Deberíamos hacerle una manda o vudú -o alguna fastuosa fiesta en el palacio de la memoria- al espectro de Graham Greene: el tipo que recomienda “Lolita” de Vladimir Nabokov, al gran público en el Sunday Times de fines de 1958 mientras les desea Feliz Navidad a todos los lectores con ese gesto. 48 años después, “Lolita” cumple 50 y es una candidata segura a la “gran novela americana” de todos los tiempos. Y fue escrita por un ruso. Y es decadente y degenarada y subraya la idea –que no hay que olvidar- que el arte no tiene nada que ver con la moral. Y mientras hace todo eso huele a esa revancha pura que sólo es posible en la mirada del extranjero: su descripción del paisaje americano es el reverso de la mirada beatnik, de esos ojos de recién nacido de Kerouac & Cía.

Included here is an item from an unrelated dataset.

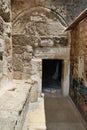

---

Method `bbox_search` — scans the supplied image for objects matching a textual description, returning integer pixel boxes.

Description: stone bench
[0,80,31,130]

Porque la vista de Vladimir Nabokov está cansada. Agotada del horror, de presenciar no una sino que dos veces la tormenta de la historia. De ahí que Humbert Humbert, europeo y pederasta sea un monstruo cansado. Su cinismo es una forma de melancolía, un método elíptico de la nostalgia, del luto. Una máscara de cartón piedra que aspira –y no puede, no podrá nunca- vengarse del la muerte y del tiempo.
Y eso se extiende sobre el paisaje narrado: los Estados Unidos. “Nada más estimulante que la vulgaridad filistea”, anotaba Nabokov en algún epílogo. Puede ser: “Lolita” anticipa las carreteras secundarias de Sam Shepard, las canchas de tenis de Foster Wallace, las piscinas de Cheever. “Lolita”, en cierto modo, podría estar ilustrada por Edward Hopper: siluetas de gente estática y sin destino, cafeterías solitarias, bombas de bencina abandonadas, momentos muertos, lugares “donde siempre sopla el viento y brillan las estrellas y hay coches, y bares y todo está corrompido, envilecido y estancado”. Y sí, Nabokov es un verdadero escritor maldito: lenguaje transcontinental, indecencia asegurada, elegante e imprescindible frivolidad.
Por otro lado, cada vez creo más que el tema central del libro es la patria: Lolita como la nación de Humbert, la escritura como la de Nabokov. Y por alguna razón –memoria emotiva pop, supongo- me recuerda a una horrible película de Travolta, donde a un par de americanos son soltados en un pueblo ruso montado por unos tipos de
Así, “Lolita” en sus bodas de oro – o las de Nabokov con los lectores- parece una novela fantástica sobre los espectros que habitan la celda de Humbert Humbert. O una casa encantada, un parque de atracciones abandonado y a la deriva. Una Disneylandia sin visitantes, en ruinas, con inmensas arquitecturas e ingenierías puestas al servicio de la nada. A veces, tal vez, alguien pone a andar las máquinas para que otro –el lector- las observe. Pero es una fantasmagoría. No pasa nada. “Lolita” es una ilusión: el recuerdo de un tiempo que ni fue, de un amor perverso y roto, de un lugar imposible y falso. Humbert es el pobre tipo subido, cómo no, a una montaña rusa en llamas. Nabokov, el anfitrión adorable que a solas se escarba la nariz y hace muecas monstruosas, que ríe y muestra los dientes en la oscuridad.